All the factors that people mention in TEOTWAWKI, I agree with.
It is just that we won't reach there next week, or in a reasonable time as we have the entire world on fiat currencies.

Why not? Politics and phaff.

Japan is a case in point.
Everyone knew it was a basket case by 1992/3, but still 10 years later it has not had a significant economic revival, and it is still in the is-it-isnt-it a (secular) bull market stage.

My biggest contra-view is similar to yours.
US Rates are not going to rise.
This is because my personal interepretation of the Kondratieff winter is that there is no demand and there is a debt overhang. You have then got to make adjustments for the currency system that you are in.
If the Asians sell, the Fed will buy - simple.
US money supply will go off the scale but so what the homeowner and borrowers will be protected.

There is no demand, in short the only demand that we will see in the US will be from Uncle Sam and not from the private sector.
There is just too much world wide capacity - still (except in the production of commodities).
Sir Alan Greenspan of Bubbleville knows exactly what is going on.
Here we have the $CRB breaking out of a 5 yr double bottom, China scooping up commodities world-wide, and all the Fed states is mumbo jumbo about 'low inflation'.
I agree we cannot have deflation - not with the printing presses on overtime, but we do not have sustainable and real demand.
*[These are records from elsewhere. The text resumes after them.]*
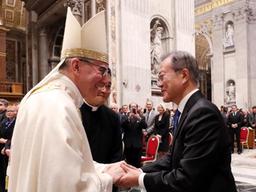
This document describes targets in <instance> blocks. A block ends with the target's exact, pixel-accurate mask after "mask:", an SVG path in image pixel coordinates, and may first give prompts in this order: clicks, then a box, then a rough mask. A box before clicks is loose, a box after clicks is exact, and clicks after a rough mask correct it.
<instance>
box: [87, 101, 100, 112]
mask: <svg viewBox="0 0 256 192" xmlns="http://www.w3.org/2000/svg"><path fill="white" fill-rule="evenodd" d="M84 103H85V104H86V105H88V106H89V107H91V108H92V111H97V110H98V108H99V107H96V106H92V105H90V104H89V103H87V101H85V100H84Z"/></svg>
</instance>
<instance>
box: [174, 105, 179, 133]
mask: <svg viewBox="0 0 256 192" xmlns="http://www.w3.org/2000/svg"><path fill="white" fill-rule="evenodd" d="M180 114H181V113H180V111H179V110H178V109H177V110H176V111H175V114H174V116H173V134H175V132H176V130H177V128H178V123H179V118H180Z"/></svg>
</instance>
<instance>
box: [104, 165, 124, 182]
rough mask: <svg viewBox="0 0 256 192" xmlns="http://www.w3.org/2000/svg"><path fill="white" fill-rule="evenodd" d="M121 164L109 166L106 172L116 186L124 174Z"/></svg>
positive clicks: (105, 170)
mask: <svg viewBox="0 0 256 192" xmlns="http://www.w3.org/2000/svg"><path fill="white" fill-rule="evenodd" d="M121 163H122V161H121V162H117V163H112V164H110V165H109V166H107V167H106V168H105V170H104V172H105V173H107V174H109V175H110V176H111V177H112V178H113V183H114V184H115V183H116V182H117V181H118V180H119V179H120V178H121V177H122V176H123V175H124V174H125V172H124V170H123V169H122V168H121V166H120V164H121Z"/></svg>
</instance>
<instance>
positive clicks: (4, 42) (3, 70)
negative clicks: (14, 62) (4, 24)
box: [0, 26, 8, 80]
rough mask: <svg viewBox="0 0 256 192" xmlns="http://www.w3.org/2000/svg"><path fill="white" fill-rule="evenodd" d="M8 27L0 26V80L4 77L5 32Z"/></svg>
mask: <svg viewBox="0 0 256 192" xmlns="http://www.w3.org/2000/svg"><path fill="white" fill-rule="evenodd" d="M7 31H8V29H6V28H5V27H1V26H0V80H5V79H6V32H7Z"/></svg>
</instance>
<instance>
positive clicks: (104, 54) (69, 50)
mask: <svg viewBox="0 0 256 192" xmlns="http://www.w3.org/2000/svg"><path fill="white" fill-rule="evenodd" d="M62 57H63V58H68V57H85V58H88V59H94V60H97V61H102V62H105V63H108V56H107V54H104V53H100V52H97V51H92V50H87V49H81V48H75V49H66V50H64V51H63V53H62Z"/></svg>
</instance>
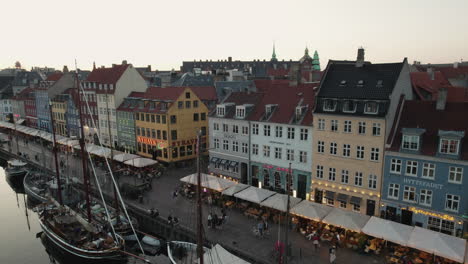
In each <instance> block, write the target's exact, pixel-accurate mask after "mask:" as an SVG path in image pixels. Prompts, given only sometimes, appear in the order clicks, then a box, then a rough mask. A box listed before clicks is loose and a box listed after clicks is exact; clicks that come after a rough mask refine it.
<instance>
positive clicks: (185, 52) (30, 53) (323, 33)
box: [0, 0, 468, 70]
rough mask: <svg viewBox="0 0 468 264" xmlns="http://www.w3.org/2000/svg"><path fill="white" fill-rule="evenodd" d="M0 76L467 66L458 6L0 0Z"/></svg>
mask: <svg viewBox="0 0 468 264" xmlns="http://www.w3.org/2000/svg"><path fill="white" fill-rule="evenodd" d="M1 6H2V15H1V16H0V27H1V32H2V34H1V37H0V68H6V67H13V66H14V63H15V61H20V62H21V64H22V66H23V68H26V69H29V68H30V67H31V66H41V67H43V66H48V67H55V68H57V69H62V67H63V65H68V66H69V68H70V69H72V68H74V61H75V59H76V60H77V63H78V67H79V68H81V69H91V68H92V64H93V62H94V61H95V62H96V65H97V66H101V65H105V66H110V65H111V64H112V63H121V62H122V60H127V61H128V62H129V63H132V64H133V65H134V66H137V67H142V66H147V65H151V66H152V69H159V70H170V69H176V70H177V69H179V68H180V66H181V65H182V61H193V60H194V59H196V60H200V59H201V60H207V59H208V60H210V59H211V60H218V59H227V58H228V57H229V56H231V57H232V58H233V60H253V59H261V60H263V59H266V60H268V59H270V58H271V53H272V46H273V43H275V45H276V54H277V57H278V59H279V60H282V59H285V60H290V59H293V60H298V59H299V58H300V57H302V55H303V54H304V49H305V47H306V46H307V47H308V48H309V50H310V51H311V52H310V53H311V54H312V53H313V51H314V50H317V51H318V53H319V56H320V62H321V65H322V68H325V66H326V63H327V61H328V60H329V59H339V60H344V59H347V60H354V59H356V53H357V49H358V48H359V47H361V46H362V47H364V48H365V50H366V60H370V61H371V62H374V63H378V62H396V61H402V60H403V58H405V57H407V58H408V61H409V62H410V63H412V62H413V61H414V60H417V61H421V62H422V63H452V62H455V61H460V60H462V59H463V60H465V61H466V60H468V33H467V30H466V29H467V28H468V19H466V17H467V14H468V1H467V0H440V1H439V0H424V1H423V0H385V1H384V0H341V1H338V0H328V1H323V0H321V1H316V0H304V1H300V0H282V1H277V0H247V1H244V0H236V1H224V0H214V1H211V0H178V1H167V0H166V1H159V0H132V1H128V0H125V1H120V0H112V1H108V0H80V1H69V0H60V1H56V0H42V1H37V0H23V1H7V0H2V3H1Z"/></svg>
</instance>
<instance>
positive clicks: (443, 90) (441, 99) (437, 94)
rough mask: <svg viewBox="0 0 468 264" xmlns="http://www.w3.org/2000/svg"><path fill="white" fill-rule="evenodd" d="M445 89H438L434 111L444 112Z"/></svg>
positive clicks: (444, 88) (445, 93)
mask: <svg viewBox="0 0 468 264" xmlns="http://www.w3.org/2000/svg"><path fill="white" fill-rule="evenodd" d="M447 92H448V91H447V88H446V87H443V88H440V89H439V92H438V94H437V102H436V109H437V110H439V111H443V110H445V104H446V103H447Z"/></svg>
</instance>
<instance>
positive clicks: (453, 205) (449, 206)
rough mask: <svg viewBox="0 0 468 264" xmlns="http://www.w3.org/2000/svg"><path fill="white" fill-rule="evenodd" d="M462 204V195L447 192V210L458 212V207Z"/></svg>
mask: <svg viewBox="0 0 468 264" xmlns="http://www.w3.org/2000/svg"><path fill="white" fill-rule="evenodd" d="M459 205H460V196H458V195H453V194H447V195H446V197H445V210H447V211H452V212H458V207H459Z"/></svg>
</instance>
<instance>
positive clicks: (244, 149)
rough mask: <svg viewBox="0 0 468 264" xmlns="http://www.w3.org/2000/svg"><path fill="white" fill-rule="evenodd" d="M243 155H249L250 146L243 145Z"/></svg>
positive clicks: (245, 144)
mask: <svg viewBox="0 0 468 264" xmlns="http://www.w3.org/2000/svg"><path fill="white" fill-rule="evenodd" d="M242 153H249V146H248V144H247V143H242Z"/></svg>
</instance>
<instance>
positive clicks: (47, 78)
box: [46, 72, 63, 82]
mask: <svg viewBox="0 0 468 264" xmlns="http://www.w3.org/2000/svg"><path fill="white" fill-rule="evenodd" d="M62 76H63V73H61V72H56V73H52V74H51V75H49V76H47V79H46V81H48V82H56V81H58V80H60V78H62Z"/></svg>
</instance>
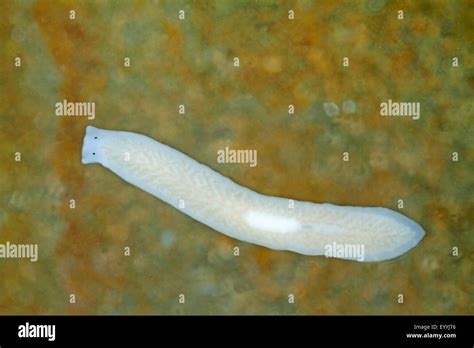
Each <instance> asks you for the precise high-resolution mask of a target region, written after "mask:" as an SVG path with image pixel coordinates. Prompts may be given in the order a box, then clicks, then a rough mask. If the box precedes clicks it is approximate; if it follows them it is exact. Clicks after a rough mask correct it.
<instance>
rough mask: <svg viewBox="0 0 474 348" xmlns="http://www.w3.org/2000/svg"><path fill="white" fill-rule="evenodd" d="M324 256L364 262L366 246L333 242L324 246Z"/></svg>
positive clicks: (354, 244)
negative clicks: (347, 259)
mask: <svg viewBox="0 0 474 348" xmlns="http://www.w3.org/2000/svg"><path fill="white" fill-rule="evenodd" d="M324 256H326V257H336V258H338V259H349V260H357V261H360V262H362V261H364V259H365V247H364V244H338V243H336V242H333V243H332V244H326V245H325V246H324Z"/></svg>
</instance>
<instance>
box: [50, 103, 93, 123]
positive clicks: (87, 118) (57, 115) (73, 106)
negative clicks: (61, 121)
mask: <svg viewBox="0 0 474 348" xmlns="http://www.w3.org/2000/svg"><path fill="white" fill-rule="evenodd" d="M56 116H87V119H89V120H93V119H95V103H94V102H76V103H73V102H68V101H67V100H66V99H64V100H63V101H62V102H58V103H56Z"/></svg>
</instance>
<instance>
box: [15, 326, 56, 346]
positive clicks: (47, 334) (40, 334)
mask: <svg viewBox="0 0 474 348" xmlns="http://www.w3.org/2000/svg"><path fill="white" fill-rule="evenodd" d="M18 337H20V338H47V339H48V341H54V340H55V339H56V325H34V324H30V323H28V322H26V323H25V324H24V325H20V326H18Z"/></svg>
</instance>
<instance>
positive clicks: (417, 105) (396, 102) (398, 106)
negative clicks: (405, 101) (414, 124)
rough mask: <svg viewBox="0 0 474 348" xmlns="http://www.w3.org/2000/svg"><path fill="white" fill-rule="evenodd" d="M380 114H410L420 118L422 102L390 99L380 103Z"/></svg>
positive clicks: (388, 115)
mask: <svg viewBox="0 0 474 348" xmlns="http://www.w3.org/2000/svg"><path fill="white" fill-rule="evenodd" d="M380 116H408V117H412V118H413V119H414V120H418V119H419V118H420V103H414V102H409V103H407V102H394V101H392V99H389V100H388V101H387V102H383V103H380Z"/></svg>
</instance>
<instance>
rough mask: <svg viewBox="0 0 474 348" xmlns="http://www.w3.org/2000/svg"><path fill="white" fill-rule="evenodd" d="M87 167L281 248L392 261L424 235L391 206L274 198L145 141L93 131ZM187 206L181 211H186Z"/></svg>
mask: <svg viewBox="0 0 474 348" xmlns="http://www.w3.org/2000/svg"><path fill="white" fill-rule="evenodd" d="M82 163H84V164H87V163H100V164H101V165H103V166H104V167H106V168H108V169H110V170H111V171H112V172H114V173H115V174H117V175H118V176H120V177H121V178H122V179H123V180H125V181H126V182H129V183H131V184H132V185H134V186H136V187H138V188H140V189H142V190H144V191H146V192H148V193H150V194H152V195H153V196H156V197H158V198H160V199H161V200H163V201H165V202H167V203H168V204H170V205H172V206H173V207H175V208H176V209H178V210H181V211H182V212H183V213H185V214H187V215H189V216H191V217H192V218H194V219H195V220H198V221H200V222H202V223H203V224H206V225H208V226H209V227H211V228H213V229H215V230H216V231H219V232H221V233H224V234H226V235H228V236H230V237H232V238H235V239H239V240H242V241H245V242H250V243H254V244H258V245H262V246H265V247H267V248H271V249H276V250H290V251H294V252H297V253H300V254H305V255H325V254H326V255H327V250H328V246H334V245H335V243H336V244H337V245H359V246H363V250H364V257H363V259H358V258H356V257H355V256H354V255H347V254H344V255H343V254H341V255H336V253H334V255H333V256H334V257H338V258H343V259H351V260H356V259H357V260H358V261H382V260H388V259H392V258H395V257H397V256H400V255H402V254H404V253H406V252H407V251H408V250H410V249H411V248H413V247H414V246H416V245H417V244H418V243H419V242H420V240H421V239H422V238H423V236H424V231H423V229H422V228H421V226H420V225H418V224H417V223H416V222H414V221H413V220H411V219H409V218H407V217H405V216H404V215H402V214H400V213H397V212H395V211H393V210H390V209H386V208H373V207H350V206H336V205H333V204H328V203H323V204H317V203H312V202H301V201H296V200H295V201H294V205H293V207H292V208H291V207H290V206H291V205H290V204H289V199H286V198H279V197H271V196H266V195H262V194H259V193H257V192H254V191H252V190H250V189H248V188H246V187H243V186H240V185H238V184H236V183H235V182H234V181H232V180H230V179H228V178H226V177H224V176H223V175H221V174H219V173H217V172H216V171H214V170H212V169H211V168H209V167H207V166H205V165H203V164H201V163H199V162H197V161H195V160H193V159H192V158H190V157H188V156H186V155H185V154H183V153H181V152H179V151H177V150H175V149H173V148H171V147H169V146H167V145H164V144H161V143H160V142H158V141H155V140H153V139H151V138H149V137H146V136H144V135H140V134H136V133H130V132H120V131H110V130H103V129H98V128H95V127H92V126H88V127H87V129H86V135H85V137H84V143H83V147H82ZM183 204H184V205H183Z"/></svg>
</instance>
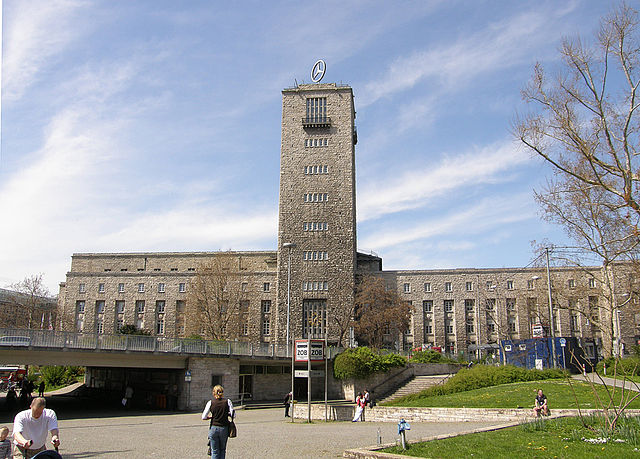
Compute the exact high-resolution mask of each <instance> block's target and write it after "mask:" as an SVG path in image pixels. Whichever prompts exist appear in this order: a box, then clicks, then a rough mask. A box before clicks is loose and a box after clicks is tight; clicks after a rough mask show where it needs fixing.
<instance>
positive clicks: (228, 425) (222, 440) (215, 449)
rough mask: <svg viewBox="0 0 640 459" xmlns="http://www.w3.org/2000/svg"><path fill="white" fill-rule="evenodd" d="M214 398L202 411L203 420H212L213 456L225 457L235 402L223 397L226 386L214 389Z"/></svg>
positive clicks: (216, 456)
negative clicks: (230, 419)
mask: <svg viewBox="0 0 640 459" xmlns="http://www.w3.org/2000/svg"><path fill="white" fill-rule="evenodd" d="M212 393H213V399H211V400H209V401H208V402H207V404H206V405H205V407H204V411H203V412H202V420H203V421H206V420H208V419H210V420H211V422H210V423H209V445H210V446H211V457H212V458H214V459H224V457H225V454H226V450H227V439H228V438H229V418H231V419H233V418H234V417H235V412H234V410H233V403H231V400H229V399H228V398H223V396H222V395H223V394H224V388H223V387H222V386H220V385H217V386H215V387H214V388H213V390H212Z"/></svg>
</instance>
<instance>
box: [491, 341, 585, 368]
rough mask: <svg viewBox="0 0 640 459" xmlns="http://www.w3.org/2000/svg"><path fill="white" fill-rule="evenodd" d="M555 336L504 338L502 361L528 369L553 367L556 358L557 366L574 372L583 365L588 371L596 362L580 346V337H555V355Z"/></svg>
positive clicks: (556, 362) (502, 352) (501, 357)
mask: <svg viewBox="0 0 640 459" xmlns="http://www.w3.org/2000/svg"><path fill="white" fill-rule="evenodd" d="M553 339H554V338H551V337H548V338H531V339H514V340H510V339H507V340H503V341H502V342H501V346H500V357H501V361H503V362H505V363H506V364H511V365H515V366H518V367H523V368H527V369H533V368H553V361H554V359H555V362H556V367H557V368H566V369H567V370H569V371H571V372H572V373H580V372H582V365H585V366H586V370H587V371H591V368H592V367H593V366H594V365H595V362H593V361H592V360H590V359H589V358H588V357H586V355H585V352H584V349H582V347H580V342H579V340H578V338H575V337H559V338H555V351H556V352H555V356H554V355H553V346H552V344H551V343H552V340H553Z"/></svg>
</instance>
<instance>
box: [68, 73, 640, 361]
mask: <svg viewBox="0 0 640 459" xmlns="http://www.w3.org/2000/svg"><path fill="white" fill-rule="evenodd" d="M282 104H283V105H282V145H281V156H280V162H281V163H280V198H279V225H278V249H277V250H276V251H264V252H223V253H213V252H196V253H138V254H136V253H133V254H131V253H129V254H127V253H122V254H116V253H114V254H91V253H86V254H74V255H73V256H72V263H71V270H70V271H69V272H68V273H67V278H66V281H65V282H63V283H62V284H61V286H60V295H59V307H60V308H61V309H62V311H63V317H64V320H62V322H63V324H64V328H66V329H68V330H76V331H82V332H84V333H98V334H100V333H114V332H116V331H117V330H118V328H119V327H120V326H122V325H135V326H136V327H137V328H140V329H145V330H147V331H148V332H150V333H152V334H156V335H161V336H167V337H185V336H189V335H192V334H199V335H202V336H204V337H205V338H208V336H206V332H205V330H204V329H203V327H202V323H201V322H199V320H201V319H199V318H198V317H197V315H192V314H190V313H189V311H190V306H192V305H190V304H189V293H190V289H192V288H193V283H194V282H193V281H194V279H195V277H196V276H199V275H202V274H203V273H202V272H201V267H202V266H203V265H204V264H206V262H207V261H210V260H211V259H213V258H215V257H227V258H230V259H233V263H232V266H234V267H236V268H234V269H232V271H233V275H234V279H235V282H236V283H238V284H239V285H240V286H241V287H240V288H241V291H242V292H243V294H244V296H243V300H242V305H243V306H242V307H241V308H240V309H239V314H241V318H240V321H239V324H240V332H239V333H236V334H235V336H236V339H240V340H247V341H251V342H256V343H277V344H281V345H282V344H286V343H287V339H290V340H293V339H298V338H306V337H307V336H309V335H310V336H311V337H313V338H324V337H325V336H326V337H327V339H328V340H329V342H330V343H334V344H337V341H338V336H339V334H340V330H339V326H338V321H337V320H335V319H336V318H337V317H339V316H340V314H341V312H344V311H345V310H348V309H349V308H350V306H351V305H353V302H354V296H355V289H356V279H357V278H358V277H359V276H364V275H374V276H381V277H383V278H384V279H385V280H386V282H387V285H388V286H391V288H395V289H397V291H398V292H399V293H400V294H401V295H402V297H403V298H405V299H406V301H408V302H410V303H411V305H412V311H413V313H412V320H411V326H410V328H409V330H406V331H405V332H404V333H401V334H400V335H399V336H391V335H390V336H388V337H387V343H388V344H389V346H390V347H394V348H397V349H409V348H415V347H419V346H427V347H428V346H433V347H440V348H441V349H443V350H444V351H445V352H448V353H451V354H460V353H464V354H466V355H468V356H471V357H473V356H482V355H486V354H491V353H494V352H495V351H496V349H497V346H498V342H499V341H500V340H502V339H525V338H530V337H532V336H533V334H534V330H535V329H537V330H540V329H542V330H543V331H544V332H545V333H549V332H550V330H549V329H550V325H549V324H550V323H553V324H554V327H555V328H554V331H555V334H556V335H557V336H575V337H578V338H580V339H582V340H584V347H585V352H586V353H587V354H588V355H590V356H594V357H597V355H598V354H600V353H602V352H603V348H604V350H605V353H606V349H607V344H606V343H607V342H609V343H611V341H612V339H613V338H612V335H616V337H621V341H622V342H623V343H624V344H625V346H626V349H630V346H631V345H633V344H636V343H638V340H639V339H640V314H639V313H638V312H637V311H638V305H637V298H636V297H635V294H634V293H633V291H634V290H633V289H632V288H631V287H630V286H628V285H627V284H628V283H627V284H625V283H618V284H617V286H616V292H617V293H618V297H617V299H615V298H614V301H615V303H614V304H623V306H622V307H621V308H620V309H619V311H620V312H619V313H616V314H613V313H612V312H610V311H607V310H606V308H602V307H601V306H602V304H605V303H606V301H605V300H606V299H607V298H605V292H604V290H603V288H602V283H601V282H600V281H599V280H598V279H600V278H601V276H600V274H601V270H600V269H599V268H597V267H594V268H587V269H582V270H580V271H577V270H575V269H570V268H553V269H552V271H551V280H552V285H551V288H549V287H550V286H549V285H548V284H547V274H546V271H545V270H544V269H541V268H506V269H452V270H415V271H413V270H412V271H384V270H383V269H382V260H381V259H380V258H379V257H377V256H375V255H366V254H362V253H358V252H357V239H356V202H355V201H356V198H355V196H356V194H355V145H356V143H357V134H356V126H355V106H354V98H353V91H352V89H351V88H350V87H348V86H340V85H336V84H313V85H298V86H296V87H294V88H290V89H285V90H283V92H282ZM549 291H551V292H552V294H551V296H552V297H553V310H554V319H553V321H550V320H549V315H550V313H549V309H550V308H549V300H548V298H549ZM625 295H626V296H625ZM602 324H609V325H610V326H609V329H610V328H611V327H613V328H614V329H613V330H609V329H607V327H604V331H603V327H602Z"/></svg>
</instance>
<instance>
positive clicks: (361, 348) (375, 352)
mask: <svg viewBox="0 0 640 459" xmlns="http://www.w3.org/2000/svg"><path fill="white" fill-rule="evenodd" d="M406 364H407V359H405V358H404V357H402V356H400V355H397V354H386V355H380V354H378V353H376V352H374V351H373V350H371V349H369V348H368V347H366V346H363V347H357V348H354V349H346V350H345V351H344V352H342V353H340V354H338V356H336V359H335V361H334V364H333V375H334V376H335V378H336V379H350V378H354V379H362V378H366V377H367V376H369V375H371V374H373V373H377V372H382V371H388V370H389V369H390V368H393V367H403V366H405V365H406Z"/></svg>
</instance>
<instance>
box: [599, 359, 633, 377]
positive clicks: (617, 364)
mask: <svg viewBox="0 0 640 459" xmlns="http://www.w3.org/2000/svg"><path fill="white" fill-rule="evenodd" d="M616 360H617V363H616ZM605 364H606V365H607V376H613V373H614V369H615V372H616V375H617V376H618V377H620V378H621V377H623V376H634V375H640V357H638V356H633V357H627V358H624V359H616V358H615V357H608V358H606V359H604V360H601V361H600V362H598V364H597V365H596V371H597V372H598V374H601V375H604V365H605Z"/></svg>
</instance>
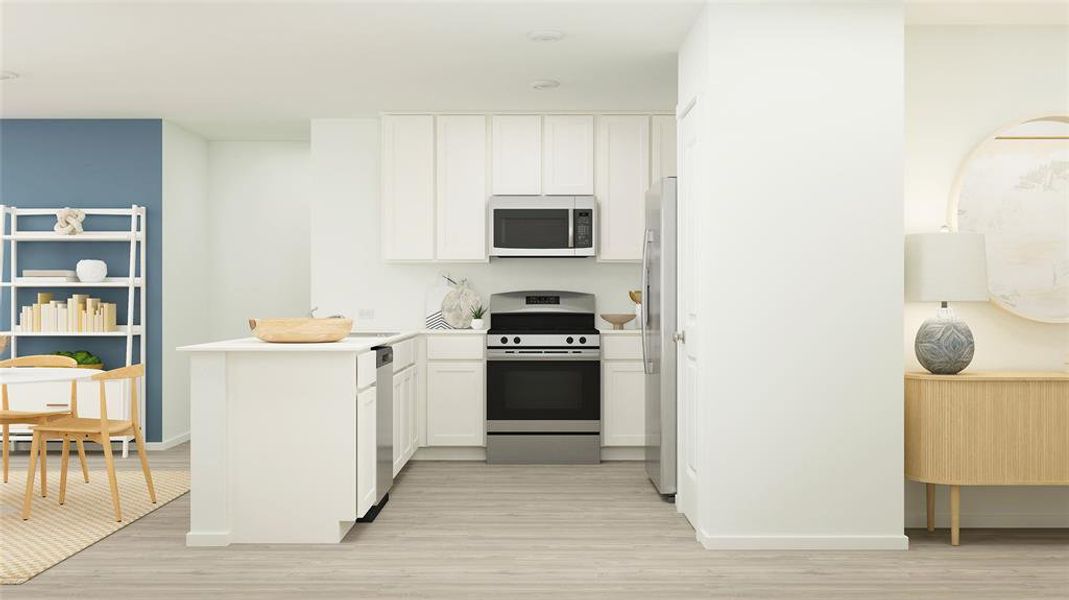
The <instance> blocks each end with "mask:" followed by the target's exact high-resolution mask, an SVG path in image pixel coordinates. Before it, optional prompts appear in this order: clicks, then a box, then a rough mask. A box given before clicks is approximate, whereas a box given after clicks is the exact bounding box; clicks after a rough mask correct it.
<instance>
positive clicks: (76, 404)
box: [0, 354, 89, 496]
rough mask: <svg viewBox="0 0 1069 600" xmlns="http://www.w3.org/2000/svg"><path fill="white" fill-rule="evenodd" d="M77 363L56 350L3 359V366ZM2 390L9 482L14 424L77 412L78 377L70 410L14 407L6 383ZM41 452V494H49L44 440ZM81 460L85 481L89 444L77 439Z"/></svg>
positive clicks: (73, 382)
mask: <svg viewBox="0 0 1069 600" xmlns="http://www.w3.org/2000/svg"><path fill="white" fill-rule="evenodd" d="M77 366H78V361H77V360H75V359H74V358H71V357H68V356H58V355H53V354H42V355H33V356H19V357H17V358H10V359H7V360H0V367H7V368H12V367H17V368H29V367H52V368H57V367H58V368H69V369H73V368H75V367H77ZM0 388H2V391H0V398H2V399H0V402H2V403H0V426H2V430H3V450H2V452H3V482H4V483H6V482H7V465H9V462H10V460H11V458H10V456H9V455H10V452H11V449H10V447H11V440H10V435H11V426H13V425H41V424H42V422H44V421H46V420H49V419H53V418H58V417H63V416H67V415H71V414H75V413H77V411H78V383H77V382H76V381H72V382H71V402H69V404H66V406H67V410H64V411H12V410H11V406H10V405H9V404H7V384H3V385H2V386H0ZM59 405H62V404H59ZM40 452H41V495H42V496H46V495H47V494H48V475H47V474H48V471H47V468H48V466H47V465H48V463H47V447H46V446H45V445H44V444H43V445H42V446H41V448H40ZM78 460H80V461H81V476H82V479H84V480H86V482H87V483H88V482H89V463H88V462H87V461H86V446H84V445H83V444H82V443H81V441H79V442H78Z"/></svg>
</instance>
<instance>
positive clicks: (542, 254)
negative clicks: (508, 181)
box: [490, 196, 575, 257]
mask: <svg viewBox="0 0 1069 600" xmlns="http://www.w3.org/2000/svg"><path fill="white" fill-rule="evenodd" d="M574 209H575V200H574V199H573V198H571V197H567V198H544V197H538V198H536V199H533V200H532V199H531V198H525V197H502V196H495V197H493V198H491V201H490V256H492V257H558V256H566V257H570V256H575V249H574V247H573V246H574V242H573V236H574V222H573V218H574V215H573V212H574Z"/></svg>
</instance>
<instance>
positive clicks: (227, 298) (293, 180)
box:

This is an acknowledgment of a lack of pricing power for all sectors that have been financed by debt and have still not reduced capacity significantly.

The US is going through what Japan went/is currently going through. A K-Cycle winter with a fiat currency.
If we were on gold we would have had a 1932 type crash-bang-wallop type of bear market - TEOTWAWKI. Rates would have gone up long ago.
What Mr G has done is to substitute 1932 US for a 1989 Japan type bear market.
This just makes things worse - no doubt about it, but it also postpones The Judgement Day.

What we are currently seeing is a loss in faith of the dollar relative to other currencies.
Until we see a real loss of faith in all other currencies, esp euro, vs. gold we are no way near TEOTWAWKI.
The catch is that when it comes it may well be violent, but it will be violent like the rally in Nazzdog stocks was violent. A frenzy!
Until this we should keep all things in perspective, unless we can afford to park away capital for 20 years, or so.